Absolute photoabsorption (6–350 eV) and photoionization (11–80 eV) of methyl chloride using dipole electron scattering and synchrotron radiation spectroscopies

Abstract

Abstract Absolute oscillator strenghts (cross sections) have been measured for the photoabsorption of CH 3 Cl at low resolution (1 eV fwhm) in the equivalent photon energy range from 6 to 350 eV and at high resolution (0.05 eV fwhm) from 6 to 50 eV using dipole (e,e) spectroscopy. In the valence shell region of CH 3 Cl, from the first ionization threshold to 80 eV, the photoionization efficiency, ionic photofragmentation branching ratios and absolute partial oscillator strengths for molecular and dissociative photoionization have been determined by dipole (e,e+ion) spectroscopy. The major ionic pathways of the dipole induced breakdown scheme of CH 3 Cl are predicted from these results and the partial photoionization oscillator strengths for production of the valence shell electronic states of CH 3 Cl + are estimated.

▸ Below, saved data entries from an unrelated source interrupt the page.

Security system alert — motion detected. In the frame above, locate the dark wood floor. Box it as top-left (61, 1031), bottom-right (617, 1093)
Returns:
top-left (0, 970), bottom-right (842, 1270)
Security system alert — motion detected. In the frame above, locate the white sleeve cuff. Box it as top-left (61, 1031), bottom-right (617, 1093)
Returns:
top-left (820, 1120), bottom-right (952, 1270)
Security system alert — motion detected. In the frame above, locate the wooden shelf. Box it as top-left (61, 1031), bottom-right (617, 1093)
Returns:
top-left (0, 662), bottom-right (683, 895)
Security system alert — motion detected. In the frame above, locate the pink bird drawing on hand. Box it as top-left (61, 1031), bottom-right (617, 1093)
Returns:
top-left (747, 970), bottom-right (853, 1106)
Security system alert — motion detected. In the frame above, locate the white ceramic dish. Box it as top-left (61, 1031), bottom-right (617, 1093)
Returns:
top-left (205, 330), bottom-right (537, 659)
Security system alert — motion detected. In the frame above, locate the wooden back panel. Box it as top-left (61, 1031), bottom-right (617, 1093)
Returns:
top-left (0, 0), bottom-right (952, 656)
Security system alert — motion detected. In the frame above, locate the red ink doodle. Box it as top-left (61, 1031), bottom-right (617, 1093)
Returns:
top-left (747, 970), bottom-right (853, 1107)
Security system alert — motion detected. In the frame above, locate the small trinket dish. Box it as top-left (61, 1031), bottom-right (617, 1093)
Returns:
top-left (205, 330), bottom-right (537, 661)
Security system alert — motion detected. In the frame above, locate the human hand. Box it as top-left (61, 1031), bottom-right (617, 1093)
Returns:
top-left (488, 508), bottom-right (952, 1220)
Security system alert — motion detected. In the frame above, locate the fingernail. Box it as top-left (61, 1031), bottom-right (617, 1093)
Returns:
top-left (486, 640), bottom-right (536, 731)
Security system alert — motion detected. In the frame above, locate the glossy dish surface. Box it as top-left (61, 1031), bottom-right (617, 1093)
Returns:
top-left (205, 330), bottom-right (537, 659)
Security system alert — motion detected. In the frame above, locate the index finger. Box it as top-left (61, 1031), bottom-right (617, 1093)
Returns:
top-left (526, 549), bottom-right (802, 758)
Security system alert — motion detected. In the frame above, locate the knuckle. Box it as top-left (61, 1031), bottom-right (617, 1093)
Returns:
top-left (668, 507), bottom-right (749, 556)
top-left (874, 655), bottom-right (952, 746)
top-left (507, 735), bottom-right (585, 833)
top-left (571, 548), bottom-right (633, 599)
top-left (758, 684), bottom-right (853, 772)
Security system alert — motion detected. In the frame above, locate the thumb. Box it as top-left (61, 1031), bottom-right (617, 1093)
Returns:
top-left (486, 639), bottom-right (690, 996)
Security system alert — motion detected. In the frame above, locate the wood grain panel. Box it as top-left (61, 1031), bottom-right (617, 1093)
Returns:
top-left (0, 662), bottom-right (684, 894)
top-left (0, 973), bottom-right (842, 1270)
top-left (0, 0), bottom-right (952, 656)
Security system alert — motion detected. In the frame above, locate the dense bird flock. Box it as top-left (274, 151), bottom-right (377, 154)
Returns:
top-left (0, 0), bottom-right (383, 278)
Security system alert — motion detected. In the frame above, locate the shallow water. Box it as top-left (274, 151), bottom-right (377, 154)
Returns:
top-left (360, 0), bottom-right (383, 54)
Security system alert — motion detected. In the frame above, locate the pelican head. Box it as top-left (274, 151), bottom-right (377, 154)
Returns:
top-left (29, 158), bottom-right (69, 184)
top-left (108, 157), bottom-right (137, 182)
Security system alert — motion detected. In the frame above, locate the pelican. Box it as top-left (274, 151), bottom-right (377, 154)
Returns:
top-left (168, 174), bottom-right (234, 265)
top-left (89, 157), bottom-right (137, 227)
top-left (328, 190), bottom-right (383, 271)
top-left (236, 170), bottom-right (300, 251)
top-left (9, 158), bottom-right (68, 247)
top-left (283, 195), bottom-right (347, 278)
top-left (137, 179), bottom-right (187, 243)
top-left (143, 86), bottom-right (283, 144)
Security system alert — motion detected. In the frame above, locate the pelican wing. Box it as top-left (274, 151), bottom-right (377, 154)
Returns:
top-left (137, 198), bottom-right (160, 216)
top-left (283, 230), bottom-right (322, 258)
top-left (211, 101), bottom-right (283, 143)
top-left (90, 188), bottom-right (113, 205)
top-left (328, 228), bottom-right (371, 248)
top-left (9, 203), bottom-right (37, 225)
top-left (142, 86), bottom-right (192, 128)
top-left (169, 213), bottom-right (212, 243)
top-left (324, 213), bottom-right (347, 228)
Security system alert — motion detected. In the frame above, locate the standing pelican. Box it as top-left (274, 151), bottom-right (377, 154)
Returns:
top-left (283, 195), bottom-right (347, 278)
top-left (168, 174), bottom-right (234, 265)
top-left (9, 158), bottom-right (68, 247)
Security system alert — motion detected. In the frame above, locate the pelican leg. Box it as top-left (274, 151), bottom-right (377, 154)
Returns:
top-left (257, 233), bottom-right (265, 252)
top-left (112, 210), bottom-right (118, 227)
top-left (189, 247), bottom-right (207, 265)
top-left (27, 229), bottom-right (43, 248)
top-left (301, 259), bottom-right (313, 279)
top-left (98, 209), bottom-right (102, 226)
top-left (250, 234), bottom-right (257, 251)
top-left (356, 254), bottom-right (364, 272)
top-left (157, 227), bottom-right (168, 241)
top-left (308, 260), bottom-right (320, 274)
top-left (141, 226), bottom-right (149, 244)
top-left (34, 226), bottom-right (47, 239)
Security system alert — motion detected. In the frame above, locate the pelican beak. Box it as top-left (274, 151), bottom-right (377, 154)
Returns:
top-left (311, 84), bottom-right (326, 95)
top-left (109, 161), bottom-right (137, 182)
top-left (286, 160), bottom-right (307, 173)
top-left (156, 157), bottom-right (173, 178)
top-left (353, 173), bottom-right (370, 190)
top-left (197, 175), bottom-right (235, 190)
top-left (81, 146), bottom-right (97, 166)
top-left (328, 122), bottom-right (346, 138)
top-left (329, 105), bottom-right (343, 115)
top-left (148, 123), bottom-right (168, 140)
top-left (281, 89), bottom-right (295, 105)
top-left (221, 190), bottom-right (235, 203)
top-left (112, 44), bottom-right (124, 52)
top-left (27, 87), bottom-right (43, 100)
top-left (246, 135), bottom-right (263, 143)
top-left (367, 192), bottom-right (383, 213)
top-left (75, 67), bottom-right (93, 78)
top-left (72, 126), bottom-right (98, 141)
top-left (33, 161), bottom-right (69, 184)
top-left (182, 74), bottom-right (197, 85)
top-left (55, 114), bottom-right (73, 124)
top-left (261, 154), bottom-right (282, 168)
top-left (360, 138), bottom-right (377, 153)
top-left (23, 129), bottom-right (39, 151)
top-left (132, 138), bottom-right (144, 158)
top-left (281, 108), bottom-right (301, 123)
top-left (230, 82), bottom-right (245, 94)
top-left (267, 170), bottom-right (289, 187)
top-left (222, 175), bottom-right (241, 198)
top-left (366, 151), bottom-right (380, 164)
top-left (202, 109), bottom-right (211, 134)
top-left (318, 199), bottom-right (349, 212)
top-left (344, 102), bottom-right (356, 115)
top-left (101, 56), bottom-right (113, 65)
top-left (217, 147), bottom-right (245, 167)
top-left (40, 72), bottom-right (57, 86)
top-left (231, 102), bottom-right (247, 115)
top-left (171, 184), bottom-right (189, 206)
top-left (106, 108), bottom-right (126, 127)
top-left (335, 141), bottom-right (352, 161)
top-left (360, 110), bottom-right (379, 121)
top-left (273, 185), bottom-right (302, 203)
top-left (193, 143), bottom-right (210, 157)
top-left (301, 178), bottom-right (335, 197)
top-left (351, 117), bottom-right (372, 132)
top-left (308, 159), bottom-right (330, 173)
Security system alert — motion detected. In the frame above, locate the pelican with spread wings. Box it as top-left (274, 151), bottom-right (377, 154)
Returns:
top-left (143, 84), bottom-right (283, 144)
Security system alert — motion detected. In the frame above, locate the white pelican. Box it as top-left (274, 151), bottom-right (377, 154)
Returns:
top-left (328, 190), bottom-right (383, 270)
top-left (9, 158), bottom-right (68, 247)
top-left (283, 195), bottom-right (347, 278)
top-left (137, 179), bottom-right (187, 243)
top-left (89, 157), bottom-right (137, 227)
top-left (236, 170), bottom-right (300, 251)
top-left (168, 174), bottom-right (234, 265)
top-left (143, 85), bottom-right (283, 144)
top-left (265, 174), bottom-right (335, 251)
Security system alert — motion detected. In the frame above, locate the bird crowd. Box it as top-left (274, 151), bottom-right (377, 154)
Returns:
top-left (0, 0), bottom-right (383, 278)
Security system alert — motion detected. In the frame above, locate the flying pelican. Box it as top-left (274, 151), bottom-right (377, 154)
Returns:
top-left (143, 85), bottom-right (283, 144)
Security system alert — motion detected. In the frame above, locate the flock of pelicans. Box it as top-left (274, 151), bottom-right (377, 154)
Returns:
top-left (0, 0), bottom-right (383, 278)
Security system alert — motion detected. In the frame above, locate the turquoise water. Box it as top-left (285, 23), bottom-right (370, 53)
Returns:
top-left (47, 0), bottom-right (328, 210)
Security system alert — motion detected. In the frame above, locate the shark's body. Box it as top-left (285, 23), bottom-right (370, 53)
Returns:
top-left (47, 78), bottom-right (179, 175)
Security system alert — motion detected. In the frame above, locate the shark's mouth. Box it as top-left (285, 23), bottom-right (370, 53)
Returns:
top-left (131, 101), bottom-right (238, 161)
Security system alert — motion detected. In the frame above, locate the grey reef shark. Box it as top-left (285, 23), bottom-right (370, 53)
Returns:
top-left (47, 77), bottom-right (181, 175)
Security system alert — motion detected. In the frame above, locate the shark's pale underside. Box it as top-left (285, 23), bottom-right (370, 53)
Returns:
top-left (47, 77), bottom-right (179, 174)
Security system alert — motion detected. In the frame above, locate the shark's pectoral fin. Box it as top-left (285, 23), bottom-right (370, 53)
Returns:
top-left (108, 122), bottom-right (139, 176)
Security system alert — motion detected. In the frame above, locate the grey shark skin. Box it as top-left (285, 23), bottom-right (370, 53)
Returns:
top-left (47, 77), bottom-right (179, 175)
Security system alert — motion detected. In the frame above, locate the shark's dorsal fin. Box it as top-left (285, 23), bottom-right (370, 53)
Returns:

The photoabsorption data have been combined with photoelectron branching ratios for Ch 3 Cl, measured using monochromated synchrotron radiation at photon energies from 21 to 72 eV, to obtain partial photoionization oscillator strengths for production of the electronic states of CH 3 Cl + , which are compared with the partial oscillator strength estimates derived from the (e,e+ion) data.